Predictive projection for linear model with student-t noise: clarifying question(s)

Hello All,

Context
I am trying to apply the projection approach to variable selection outlined in the wonderful papers by Piironen, Vehtari, and Paasiniemi. However, I am using a student-t noise model, so the simplifications applicable to the exponential family don’t immediately hold (as far as I can tell).

In particular, I am seeking clarification for the KL-minimisation / likelihood-maximisation step for fitting the submodel parameters \theta_\bot:

\begin{aligned} \theta_\bot &= \arg \underset{\theta \in \Theta}{\min} KL \left[ p(\tilde{y}|\theta_* )\ ||\ p(\tilde{y}|\theta) \right] \\ &= \arg \underset{\theta \in \Theta}{\max} \mathrm{E}_{\tilde{y}|\theta_*} \left[ p(\tilde{y}|\theta) \right] \end{aligned}\\
This is Equation 8 in Piironen et al. (2018).

Questions

  • When performing this likelihood optimisation, should I be using \nu and \sigma (student-t noise model parameters) from the reference model fit \theta_*, or should they be part of the maximisation along with the predictor coefficient estimates?

  • For the clustered approach described in section 3.3 of the above paper, is the intent to perform likelihood maximisation against the prediction posterior mean of the samples of the reference model within that cluster?

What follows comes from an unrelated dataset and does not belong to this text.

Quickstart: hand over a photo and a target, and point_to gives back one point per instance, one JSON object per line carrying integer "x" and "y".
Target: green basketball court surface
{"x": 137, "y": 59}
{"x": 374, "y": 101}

Or to perform likelihood maximisation using all individual reference model samples within that cluster?

    • From what I can tell, the former (using posterior mean \tilde{y}) is sound for exponential family, but not otherwise. On the other hand, the latter option doesn’t seem to offer much of an efficiency benefit compared to the draw-by-draw approach. Both of these approaches lead to the single-point or draw-by-draw approaches in the cases where no. clusters = 1 or S respectively.

(I am using cmdstan with R and building models to be used in Python environment too, so at this stage I do not want a brms/rstanarm/projpred -reliant solution)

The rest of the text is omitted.